Si tu cherches un conseil sur le moyen d’être toujours tendu vers le mieux, aime par-dessus tout ta vocation monastique. La condition pour y être bien fidèle, c’est de ne jamais vouloir dissimuler tes fautes ni les excuser. Les renards, en effet, ont des tanières où ils se cachent pour mettre bas et nourrir leurs petits, et les oiseaux ont au grand jour des nids, dans lesquels ils prennent soin de leur couvée : de même les démons font leur tanière et font pulluler les péchés dans le cœur de celui qui dissimule ses fautes, et ils bâtissent ouvertement leurs nids pour y accumuler également les péchés dans l’âme de celui qui s’excuse. Veille donc, si tu ne veux pas devenir une tanière ou un nid pour le diable, à ne jamais cacher ni excuser tes péchés. Que ton cœur soit toujours grand ouvert pour ton abbé, et en quelque endroit que tu sois, pense que non seulement ton corps, mais aussi tes pensées sont sous ses yeux. Fais et pense alors ce que tu ne rougirais pas de faire et de penser en sa présence. Si tu agis ainsi, le diable fuira la demeure de ton cœur, de même qu’un voleur évite la maison de celui qui ne veut ni le dissimuler ni prendre sa défense ; car c’est dans la maison de celui sur lequel il compte pour le cacher ou le défendre, qu’un voleur apporte le produit de ses vols.
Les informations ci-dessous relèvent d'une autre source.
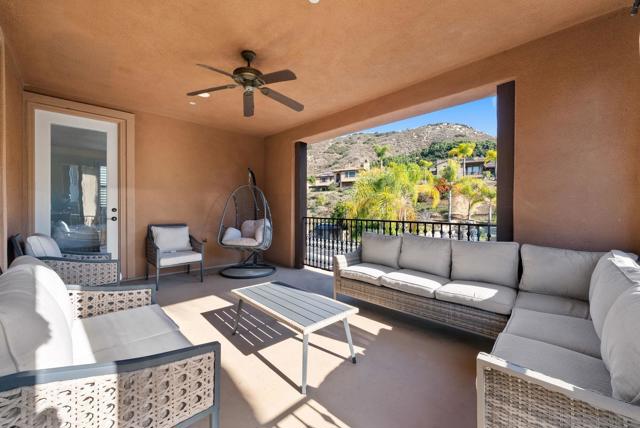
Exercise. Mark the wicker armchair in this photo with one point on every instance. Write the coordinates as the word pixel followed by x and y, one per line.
pixel 173 388
pixel 79 268
pixel 162 258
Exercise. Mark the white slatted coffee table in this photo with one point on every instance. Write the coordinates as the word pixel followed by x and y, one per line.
pixel 301 311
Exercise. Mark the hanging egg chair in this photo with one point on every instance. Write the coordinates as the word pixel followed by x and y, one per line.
pixel 246 226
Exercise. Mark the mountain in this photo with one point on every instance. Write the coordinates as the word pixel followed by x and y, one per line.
pixel 354 149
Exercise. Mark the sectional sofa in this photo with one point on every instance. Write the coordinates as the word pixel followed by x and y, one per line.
pixel 97 356
pixel 567 350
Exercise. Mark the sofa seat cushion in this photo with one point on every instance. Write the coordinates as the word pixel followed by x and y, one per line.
pixel 573 333
pixel 381 249
pixel 552 304
pixel 578 369
pixel 413 282
pixel 119 332
pixel 557 271
pixel 492 262
pixel 425 254
pixel 366 272
pixel 179 257
pixel 609 280
pixel 481 295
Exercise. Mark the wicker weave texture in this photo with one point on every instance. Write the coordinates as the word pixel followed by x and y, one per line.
pixel 513 402
pixel 85 272
pixel 463 317
pixel 156 397
pixel 89 303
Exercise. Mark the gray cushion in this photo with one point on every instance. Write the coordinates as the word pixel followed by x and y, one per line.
pixel 131 333
pixel 557 271
pixel 607 283
pixel 413 282
pixel 621 345
pixel 552 304
pixel 481 295
pixel 366 272
pixel 39 245
pixel 569 366
pixel 381 249
pixel 572 333
pixel 432 255
pixel 494 262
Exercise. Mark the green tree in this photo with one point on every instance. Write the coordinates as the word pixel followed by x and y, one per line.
pixel 381 154
pixel 450 177
pixel 473 190
pixel 463 151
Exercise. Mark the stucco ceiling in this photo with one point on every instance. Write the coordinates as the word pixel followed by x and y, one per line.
pixel 140 55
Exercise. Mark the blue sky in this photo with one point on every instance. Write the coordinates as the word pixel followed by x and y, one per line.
pixel 479 114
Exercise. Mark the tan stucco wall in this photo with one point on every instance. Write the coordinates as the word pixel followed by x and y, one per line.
pixel 577 135
pixel 184 173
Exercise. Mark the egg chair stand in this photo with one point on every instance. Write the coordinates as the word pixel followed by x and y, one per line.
pixel 246 226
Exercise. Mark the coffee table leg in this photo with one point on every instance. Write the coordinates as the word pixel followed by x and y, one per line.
pixel 305 349
pixel 235 327
pixel 348 332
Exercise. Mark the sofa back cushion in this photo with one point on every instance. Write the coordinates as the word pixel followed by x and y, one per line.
pixel 494 262
pixel 431 255
pixel 36 330
pixel 620 346
pixel 557 271
pixel 171 238
pixel 381 249
pixel 39 245
pixel 609 281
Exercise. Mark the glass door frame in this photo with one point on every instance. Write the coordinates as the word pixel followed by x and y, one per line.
pixel 44 120
pixel 130 264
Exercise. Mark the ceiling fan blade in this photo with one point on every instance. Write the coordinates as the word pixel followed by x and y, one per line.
pixel 248 103
pixel 278 76
pixel 215 88
pixel 277 96
pixel 217 70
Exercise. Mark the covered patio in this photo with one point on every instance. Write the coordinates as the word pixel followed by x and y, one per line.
pixel 126 126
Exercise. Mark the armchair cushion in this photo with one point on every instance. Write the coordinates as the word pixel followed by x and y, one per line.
pixel 557 271
pixel 569 366
pixel 179 258
pixel 381 249
pixel 431 255
pixel 39 245
pixel 171 238
pixel 125 334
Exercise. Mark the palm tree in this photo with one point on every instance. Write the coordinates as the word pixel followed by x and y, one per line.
pixel 472 189
pixel 463 151
pixel 450 176
pixel 381 154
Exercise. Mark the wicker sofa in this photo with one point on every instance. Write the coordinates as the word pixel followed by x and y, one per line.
pixel 568 351
pixel 97 356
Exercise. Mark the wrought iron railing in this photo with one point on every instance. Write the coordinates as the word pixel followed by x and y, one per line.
pixel 326 237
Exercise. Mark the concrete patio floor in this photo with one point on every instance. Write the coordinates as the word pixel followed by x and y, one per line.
pixel 409 373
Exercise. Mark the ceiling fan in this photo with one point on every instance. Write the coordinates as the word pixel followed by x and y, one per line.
pixel 251 80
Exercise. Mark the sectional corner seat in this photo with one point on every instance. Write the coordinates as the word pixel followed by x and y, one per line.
pixel 97 356
pixel 568 338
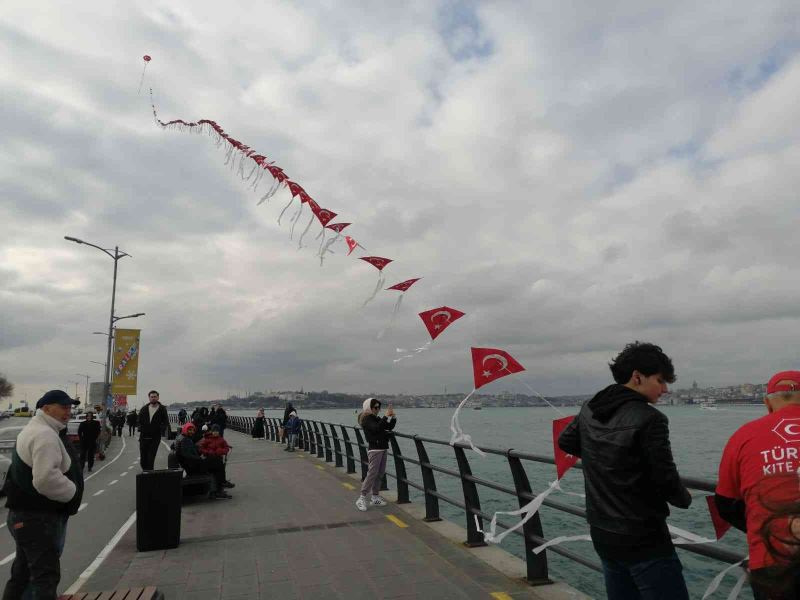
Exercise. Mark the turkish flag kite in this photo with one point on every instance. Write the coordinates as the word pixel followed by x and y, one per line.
pixel 325 216
pixel 564 461
pixel 489 364
pixel 404 285
pixel 721 526
pixel 376 261
pixel 438 319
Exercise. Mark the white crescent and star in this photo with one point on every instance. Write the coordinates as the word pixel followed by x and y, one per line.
pixel 501 359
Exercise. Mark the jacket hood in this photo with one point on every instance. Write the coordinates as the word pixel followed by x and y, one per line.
pixel 609 400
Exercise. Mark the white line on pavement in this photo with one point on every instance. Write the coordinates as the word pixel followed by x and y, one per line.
pixel 111 462
pixel 84 577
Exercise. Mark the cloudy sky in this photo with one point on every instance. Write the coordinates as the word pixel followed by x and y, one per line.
pixel 573 176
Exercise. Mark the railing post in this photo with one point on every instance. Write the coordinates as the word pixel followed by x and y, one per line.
pixel 471 500
pixel 428 482
pixel 337 447
pixel 400 472
pixel 536 563
pixel 311 445
pixel 318 440
pixel 362 452
pixel 348 450
pixel 327 441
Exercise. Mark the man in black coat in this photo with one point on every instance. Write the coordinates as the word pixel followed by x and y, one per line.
pixel 153 423
pixel 88 432
pixel 630 476
pixel 289 410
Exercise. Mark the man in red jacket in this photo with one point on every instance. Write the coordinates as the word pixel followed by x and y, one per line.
pixel 753 475
pixel 214 447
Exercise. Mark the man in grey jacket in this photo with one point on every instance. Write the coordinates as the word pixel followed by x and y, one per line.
pixel 44 487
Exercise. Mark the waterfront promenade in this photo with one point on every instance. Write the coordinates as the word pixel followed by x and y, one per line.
pixel 292 531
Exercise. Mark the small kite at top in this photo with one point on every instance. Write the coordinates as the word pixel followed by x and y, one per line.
pixel 436 320
pixel 488 364
pixel 399 287
pixel 146 59
pixel 379 263
pixel 324 247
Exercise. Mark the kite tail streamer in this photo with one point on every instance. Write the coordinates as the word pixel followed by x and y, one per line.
pixel 545 400
pixel 530 509
pixel 280 216
pixel 381 283
pixel 305 231
pixel 270 193
pixel 326 249
pixel 295 218
pixel 458 433
pixel 141 81
pixel 392 319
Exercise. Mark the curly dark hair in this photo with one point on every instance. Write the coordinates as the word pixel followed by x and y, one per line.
pixel 644 357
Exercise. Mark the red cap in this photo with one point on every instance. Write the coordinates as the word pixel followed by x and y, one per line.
pixel 785 381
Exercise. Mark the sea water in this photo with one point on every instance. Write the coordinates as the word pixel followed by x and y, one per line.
pixel 698 438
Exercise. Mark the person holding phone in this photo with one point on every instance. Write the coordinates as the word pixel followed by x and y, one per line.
pixel 376 430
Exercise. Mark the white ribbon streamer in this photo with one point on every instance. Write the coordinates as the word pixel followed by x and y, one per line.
pixel 381 283
pixel 305 231
pixel 712 587
pixel 530 509
pixel 560 539
pixel 458 433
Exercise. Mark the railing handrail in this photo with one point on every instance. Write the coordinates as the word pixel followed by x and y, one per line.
pixel 320 438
Si tu prends l’habitude que je te dis là, l’Esprit-Saint fera alors sa demeure en toi. Il ne pourra en être enlevé ni chassé par l’afflux du mal, mais grâce à l’Esprit, cette bonne habitude repoussera loin de toi toute iniquité. Et cet état se traduira pour toi par une telle satisfaction, que jamais rien ne pourra te paraître aussi doux et aussi agréable. Seulement, tu ne pourras comprendre ce que je te dis là, que dans la mesure où tu auras voulu en faire l’expérience dans ta conduite.
Ton Père Abbé m’a dit beaucoup de bien de toi, jeune homme ! Mais il a ajouté une chose qui ne peut me plaire : il paraît que tu préfères aux exigences de l’obéissance, le choix de ton sentiment personnel. Ainsi, tu es habile dans l’art de copier les manuscrits, mais au lieu de t’y appliquer par obéissance, tu aimes mieux faire autre chose qui te paraît plus parfait. Sois bien certain qu’une seule prière de celui qui obéit, vaut mieux que dix mille de qui néglige d’obéir. C’est pourquoi je t’avertis, comme mon fils très cher et mon ami bien-aimé, de préférer l’obéissance dans toutes tes actions, de garder constamment en mémoire ce que je viens de te dire et de t’appliquer à le mettre en œuvre effectivement.
Que le Dieu tout-puissant te dirige toujours en tout par la bénédiction de sa grâce, et qu’il garde de tout mal. Amen.